Wiping his hands on a dishrag, Ashwin threw himself onto the couch, draping his legs over the armrest. It was hard to think of him as an immortal demigod with superhuman abilities, at times like these. With a resigned shake of his head, Ruban nudged the Aeriel’s feet off the couch and seated himself in the newly empty space.
“For the raw materials, of course,” Ashwin said, scowling. “A formula alone doesn’t make a weapon. And reinforced or not, these are, after all, sifblades we’re talking about. What’s the one thing you need to manufacture a sifblade? Sif, obviously. Raw sif-ores, to be more accurate. Tauheen can’t really enter a sif-mine herself. Quite apart from the physical discomfort of it, it would attract a lot of unwanted attention. Remember Ghorib? Caused quite a stir, didn’t it? And those were just run-of-the-mill Aeriels nobody gave a shit about. Not even X-class.
“If she had leverage on one of the main power-players of the IAW, then that would make obtaining the raw materials for her little project that much easier. Nobody would question the Defence Secretary accessing sif-mines, or even ordering the transportation of ores for processing and stuff.”
“And he would do all of that and more, if Hiya’s life was on the line,” Ruban finished softly.
A few minutes passed without either of them saying a word. The clock chimed eleven. Finally, Ruban said: “You know, all of this is still only a hypothesis. We still have no concrete proof that Tauheen did what we think she did.
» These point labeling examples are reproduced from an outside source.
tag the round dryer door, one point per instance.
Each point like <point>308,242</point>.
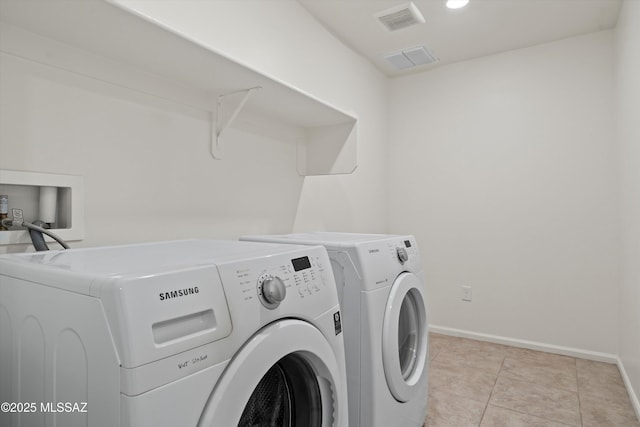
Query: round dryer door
<point>286,376</point>
<point>404,338</point>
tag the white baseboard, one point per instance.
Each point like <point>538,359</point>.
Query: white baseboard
<point>627,383</point>
<point>532,345</point>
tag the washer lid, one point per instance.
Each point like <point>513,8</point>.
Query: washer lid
<point>286,354</point>
<point>405,338</point>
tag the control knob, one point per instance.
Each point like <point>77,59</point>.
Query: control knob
<point>271,291</point>
<point>403,256</point>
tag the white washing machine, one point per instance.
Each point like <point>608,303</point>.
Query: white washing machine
<point>189,333</point>
<point>382,294</point>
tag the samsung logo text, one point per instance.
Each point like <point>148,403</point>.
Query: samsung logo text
<point>178,293</point>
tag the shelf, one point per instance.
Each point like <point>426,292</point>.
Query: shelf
<point>200,77</point>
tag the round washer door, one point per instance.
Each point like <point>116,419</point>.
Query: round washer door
<point>404,338</point>
<point>285,375</point>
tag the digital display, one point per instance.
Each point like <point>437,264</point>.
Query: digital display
<point>301,263</point>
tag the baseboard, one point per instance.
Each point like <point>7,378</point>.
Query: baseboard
<point>630,391</point>
<point>532,345</point>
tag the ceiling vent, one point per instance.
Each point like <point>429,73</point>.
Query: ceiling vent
<point>410,58</point>
<point>399,17</point>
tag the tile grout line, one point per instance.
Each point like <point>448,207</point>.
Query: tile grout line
<point>578,392</point>
<point>492,389</point>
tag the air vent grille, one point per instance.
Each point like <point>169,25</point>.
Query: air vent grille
<point>400,17</point>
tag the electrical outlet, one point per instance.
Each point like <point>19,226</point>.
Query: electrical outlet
<point>466,293</point>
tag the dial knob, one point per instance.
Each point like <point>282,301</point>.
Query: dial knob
<point>271,291</point>
<point>403,256</point>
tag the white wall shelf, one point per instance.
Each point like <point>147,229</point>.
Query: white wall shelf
<point>23,191</point>
<point>52,32</point>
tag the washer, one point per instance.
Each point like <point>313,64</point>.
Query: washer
<point>187,333</point>
<point>380,284</point>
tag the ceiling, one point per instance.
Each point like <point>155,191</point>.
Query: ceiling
<point>483,27</point>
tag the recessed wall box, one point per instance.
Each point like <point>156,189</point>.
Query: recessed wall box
<point>24,192</point>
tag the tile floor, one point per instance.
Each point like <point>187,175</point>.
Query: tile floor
<point>475,383</point>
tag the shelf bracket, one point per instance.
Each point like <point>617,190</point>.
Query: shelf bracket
<point>221,125</point>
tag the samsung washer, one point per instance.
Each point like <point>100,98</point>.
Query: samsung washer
<point>189,333</point>
<point>382,294</point>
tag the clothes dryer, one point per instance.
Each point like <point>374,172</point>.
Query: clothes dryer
<point>381,288</point>
<point>188,333</point>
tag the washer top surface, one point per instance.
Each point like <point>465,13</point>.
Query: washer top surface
<point>328,238</point>
<point>114,261</point>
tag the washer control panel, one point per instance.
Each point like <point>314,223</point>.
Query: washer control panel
<point>403,249</point>
<point>279,280</point>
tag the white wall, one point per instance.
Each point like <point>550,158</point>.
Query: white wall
<point>504,167</point>
<point>148,174</point>
<point>628,103</point>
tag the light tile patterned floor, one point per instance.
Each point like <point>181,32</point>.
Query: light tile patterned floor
<point>479,384</point>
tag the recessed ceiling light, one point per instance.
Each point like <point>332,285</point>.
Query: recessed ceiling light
<point>456,4</point>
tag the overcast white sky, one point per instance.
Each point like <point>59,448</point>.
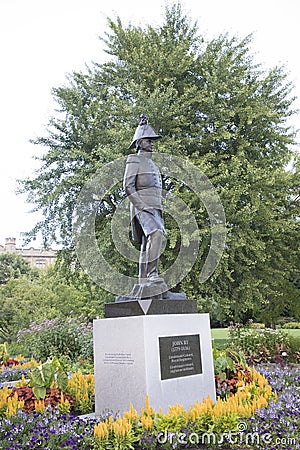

If we could get it, though; if we could prove that she attacked, murdered and abducted the family members of key government functionaries in order to get them to do her bidding under duress. Well, if we could prove that, we could have central forces deployed against her – every military and paramilitary organisation in the country would be deployed to help apprehend Tauheen, not just the Hunter Corps. It would become a national priority, the first priority. We’d even get international help. After all, Vandran officials couldn’t have been the only ones that Tauheen and her followers targeted.”